Una caca (literal) de exposición

La escala de Bristol clasifica las heces por texturas y color. :: juan marín/
La escala de Bristol clasifica las heces por texturas y color. :: juan marín

Con base científica y didáctica presentación, la muestra aborda los residuos metabólicos en el marco de la naturaleza y de la sociedad La Casa de las Ciencias presenta 'Excreta' hasta el 9 de septiembre

ESTÍBALIZ ESPINOSA

logroño. No les voy a decir que la exposición que acaba de inaugurar la Casa de las Ciencias es una auténtica mierda, pero casi. Excrementos genuinos, unos más contemporáneos y otros prehistóricos, protagonizan esta curiosa muestra que llega a Logroño (in)colora, (in)odora e (in)sípida de la mano del Museo Nacional de Ciencias Naturales.

Su directora de Comunicación, Pilar López, reconocía ayer en Logroño que 'Excreta' «no deja indiferente», si bien es una exposición «tan cercana y simpática como rigurosa y científica», comisariada por el investigador del CSIC Antonio García Valdecasas.

Lejos de acepciones escatológicas, la excreta (residuo metabólico que desechamos los seres vivos) presenta una perspectiva ecológica, médica, social y cultural que muchas veces se nos escapa. Y en ello repara precisamente esta muestra, instalada en las salas 1 y 2 de la Casa de las Ciencias hasta el próximo 9 de septiembre.

Su recorrido se estructura en dos partes. La dedicada a 'La excreta en la naturaleza' muestra desde animales coprófagos hasta heces fosilizadas o moluscos cuyas secreciones son auténticas 'perlas'. El apartado dedicado a 'La excreta en la sociedad' nos informa del papel de los excrementos en diferentes culturas, en la vida cotidiana e incluso en nuestra salud.
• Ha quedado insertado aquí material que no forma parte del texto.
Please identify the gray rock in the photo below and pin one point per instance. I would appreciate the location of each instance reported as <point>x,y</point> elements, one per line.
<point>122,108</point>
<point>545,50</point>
Además de distintos calibres y tipos de zurullos y densas capas de guano, la exposición reúne paneles informativos, maquetas, audiovisuales y ejemplares disecados de jineta, tejón euroasiático, escarabajos, insectos e incluso una tenia, todos ellos procedentes del Museo Nacional de Ciencias Naturales.

En 'Excreta' lucen como joyas deposiciones de moluscos convertidas en perlas o el ámbar gris, excremento del cachalote y residuo muy valorado en perfumería para fijar los olores.

Tras unas didácticas ventanas se esconden las cacas de vertebrados como el tejón, el zorro rojo, el búho o la garduña. Con sus orines y excrementos muchos de estos animales marcan el territorio y avisan de su presencia, pero también aportan valiosa información a los investigadores sobre su dieta, trastornos fisiológicos, parásitos, sexo, etc. Información no menos preciada es la que proporcionan los coprolitos (heces fosilizadas), en este caso de un dinosaurio e incluso de un vikingo que evacuó allá por el año 1235.

Los animales coprófagos también tienen su espacio en esta exposición, además de en una boñiga de vaca, donde pueden darse cita hasta 200 especies, sobre todo insectos.

Una tabla nos informa de la frecuencia de deposiciones en el mundo animal (el ganso lo hace 1.200 veces cada diez días, mientras que el pitón real se ciñe a dos) y de las dimensiones y hediondez del resultado. La escala de Bristol, por su parte, clasifica las heces humanas según su textura y color.

La última parte de 'Excreta' discurre por la historia del hombre (para los aztecas oro significaba 'excremento de los dioses') y del inodoro (el invento definitivo, con el tubo en forma de S, lo patentó Alexander Cumming en 1775). La gestión de estos residuos se traduce en la casa másai construida con deposiciones de vaca o el Omni Processor, invento de Peter Janicki que convierte nuestros restos en agua potable y electricidad. Aquí, el cine, la medicina, el humor, la literatura... se brindan también a la caca, el mojón, truño, cagarria, popó, cagarro, zulla, pino, excremento, zorongo, plasta, moñigo, mierda... o como lo quieran ustedes llamar.